O Ministério Público alega que o arguido terá utilizado indevidamente fundos públicos destinados ao desenvolvimento social e económico da província, canalizando-os para a construção e gestão de empreendimentos turísticos e hoteleiros em benefício próprio. A situação levanta questões sobre a aplicação de recursos públicos numa região que continua a enfrentar desafios de desenvolvimento, com impacto directo no quotidiano das famílias do Cuando Cubango e na confiança nas instituições.
Higino Carneiro e a sua defesa contestam as acusações, argumentando que o processo tem “motivações políticas” e que enferma de vícios processuais graves.
Segundo o Ministério Público, os fundos que deveriam servir projectos sociais na província terão sido desviados para interesses privados. O processo remonta ao período em que Carneiro exerceu funções governativas no Cuando Cubango.
Em declarações anteriores, em Junho, o general na reforma afirmou que o Processo-Crime n.º 46/19 se encontrava ainda na fase de instrução preparatória e que a acusação só poderia ser formalizada após a conclusão dessa fase. Defendeu ainda que a divulgação pública da acusação por comunicado de imprensa, antes da notificação formal, configura uma utilização indevida dos meios institucionais.

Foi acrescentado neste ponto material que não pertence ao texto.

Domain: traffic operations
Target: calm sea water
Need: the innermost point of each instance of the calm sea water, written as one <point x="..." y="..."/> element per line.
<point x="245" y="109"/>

“O povo angolano merece instituições que atuem com transparência, imparcialidade e estrita observância da lei, sem exceções nem privilégios”, declarou na altura.
A audiência de amanhã
A instrução contraditória é uma fase facultativa do processo penal em que o juiz verifica se a acusação tem fundamento suficiente para avançar para julgamento. Na audiência, o Ministério Público, o arguido e a defesa discutem os indícios existentes.
Uma fonte próxima de Higino Carneiro reafirmou que o processo tem motivações políticas, num momento em que o general tentou, sem sucesso, disputar a liderança do MPLA contra o actual presidente do partido e da República, João Lourenço. A sua candidatura foi rejeitada pela subcomissão do partido em Abril deste ano.
Francisco Higino Lopes Carneiro, nascido a 7 de Agosto de 1955, tem uma longa carreira militar iniciada nas FAPLA e participou nas negociações de paz de Bicesse, Lusaca e Luena. Na política, foi governador do Cuanza Sul (1999-2001), Cuando Cubango (2012-2016) e Luanda (2016-2017), ministro das Obras Públicas (2001-2010) e vice-presidente da Assembleia Nacional (2010-2012).